Comparing the given equation $\;$ $4x^2 + 4 xy + y^2 - 6x - 3y - 4 = 0$ $\;\;\; \cdots \; (1)$
with the standard equation $\;$ $ax^2 + 2 hxy + by^2 + 2 gx + 2 fy + c = 0$ $\;\;\; \cdots \; (2)$ $\;$ gives
$\begin{aligned}
a = 4, & \hspace{1em} 2 f = -3 \implies f = \dfrac{-3}{2} \\\\
b = 1, & \hspace{1em} 2 g = -6 \implies g = -3 \\\\
c = -4, & \hspace{1em} 2 h = 4 \implies h = 2
\end{aligned}$
Two straight lines represented by the standard equation $(2)$ are parallel if $\;\;$ $af^2 = bg^2$
Now, $a f^2 = 4 \times \left(\dfrac{-3}{2}\right)^2 = 9$ $\;\;\; \cdots \; (3a)$
and $bg^2 = 1 \times \left(-3\right)^2 = 9$ $\;\;\; \cdots \; (3b)$
$\therefore$ $\;$ We have from equations $(3a)$ and $(3b)$ $\;$ $af^2 = bg^2$
$\implies$ Equation $(1)$ represents a pair of parallel lines.

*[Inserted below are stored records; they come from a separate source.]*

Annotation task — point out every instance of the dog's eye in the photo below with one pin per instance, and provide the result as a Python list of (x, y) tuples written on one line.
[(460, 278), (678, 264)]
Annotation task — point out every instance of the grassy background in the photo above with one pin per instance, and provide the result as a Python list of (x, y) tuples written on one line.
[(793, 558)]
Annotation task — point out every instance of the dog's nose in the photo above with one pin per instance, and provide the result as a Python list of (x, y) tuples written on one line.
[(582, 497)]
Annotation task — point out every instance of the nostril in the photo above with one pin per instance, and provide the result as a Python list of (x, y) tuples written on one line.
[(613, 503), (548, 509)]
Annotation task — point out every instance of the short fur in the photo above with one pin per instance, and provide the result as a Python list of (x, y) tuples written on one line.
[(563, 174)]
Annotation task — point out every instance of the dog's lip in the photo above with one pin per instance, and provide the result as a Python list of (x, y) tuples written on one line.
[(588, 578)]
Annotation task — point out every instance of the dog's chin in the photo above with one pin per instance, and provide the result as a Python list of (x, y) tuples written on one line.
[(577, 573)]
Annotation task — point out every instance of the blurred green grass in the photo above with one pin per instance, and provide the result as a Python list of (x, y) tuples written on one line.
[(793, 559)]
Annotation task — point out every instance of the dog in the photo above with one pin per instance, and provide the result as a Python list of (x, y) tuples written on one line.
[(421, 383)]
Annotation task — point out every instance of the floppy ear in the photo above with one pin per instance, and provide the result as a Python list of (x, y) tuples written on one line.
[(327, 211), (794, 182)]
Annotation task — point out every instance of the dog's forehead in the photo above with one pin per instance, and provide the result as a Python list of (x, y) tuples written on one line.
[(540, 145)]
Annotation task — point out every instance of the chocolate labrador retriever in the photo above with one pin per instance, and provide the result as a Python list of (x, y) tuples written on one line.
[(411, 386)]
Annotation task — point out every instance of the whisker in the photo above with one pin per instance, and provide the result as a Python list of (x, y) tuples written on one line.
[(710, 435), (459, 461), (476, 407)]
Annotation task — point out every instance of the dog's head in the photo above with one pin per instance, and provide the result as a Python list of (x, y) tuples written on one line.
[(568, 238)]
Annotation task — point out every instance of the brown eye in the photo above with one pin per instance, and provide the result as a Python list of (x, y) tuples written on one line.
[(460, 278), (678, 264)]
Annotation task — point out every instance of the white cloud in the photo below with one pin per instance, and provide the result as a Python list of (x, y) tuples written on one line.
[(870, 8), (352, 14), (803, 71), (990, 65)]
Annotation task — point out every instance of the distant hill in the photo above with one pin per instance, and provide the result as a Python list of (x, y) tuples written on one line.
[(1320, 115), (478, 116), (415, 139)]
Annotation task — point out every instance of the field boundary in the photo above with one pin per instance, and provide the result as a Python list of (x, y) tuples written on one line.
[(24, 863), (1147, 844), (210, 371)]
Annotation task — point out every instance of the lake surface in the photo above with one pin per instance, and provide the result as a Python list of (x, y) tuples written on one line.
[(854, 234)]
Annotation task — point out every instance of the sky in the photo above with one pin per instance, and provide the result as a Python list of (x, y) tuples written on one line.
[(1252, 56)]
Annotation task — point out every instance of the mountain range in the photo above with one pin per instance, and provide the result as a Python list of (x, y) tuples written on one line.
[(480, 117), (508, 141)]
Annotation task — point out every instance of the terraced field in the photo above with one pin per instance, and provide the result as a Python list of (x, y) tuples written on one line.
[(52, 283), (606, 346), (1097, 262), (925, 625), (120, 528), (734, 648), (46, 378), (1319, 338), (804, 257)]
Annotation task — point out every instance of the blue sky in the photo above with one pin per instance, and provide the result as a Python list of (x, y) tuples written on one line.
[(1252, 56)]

Distance between the pair of parallel lines $= d = 2 \times \sqrt{\dfrac{g^2 - ac}{a \left(a + b\right)}}$
i.e. $d = 2 \times \sqrt{\dfrac{\left(-3\right)^2 - 4 \times \left(-4\right)}{4 \left(4 + 1\right)}} = 2 \times \sqrt{\dfrac{9 + 16}{4 \times 5}} = \sqrt{5}$
$\therefore$ $\;$ Distance between the pair of parallel lines represented by equation $(1)$ is $d = \sqrt{5}$ units.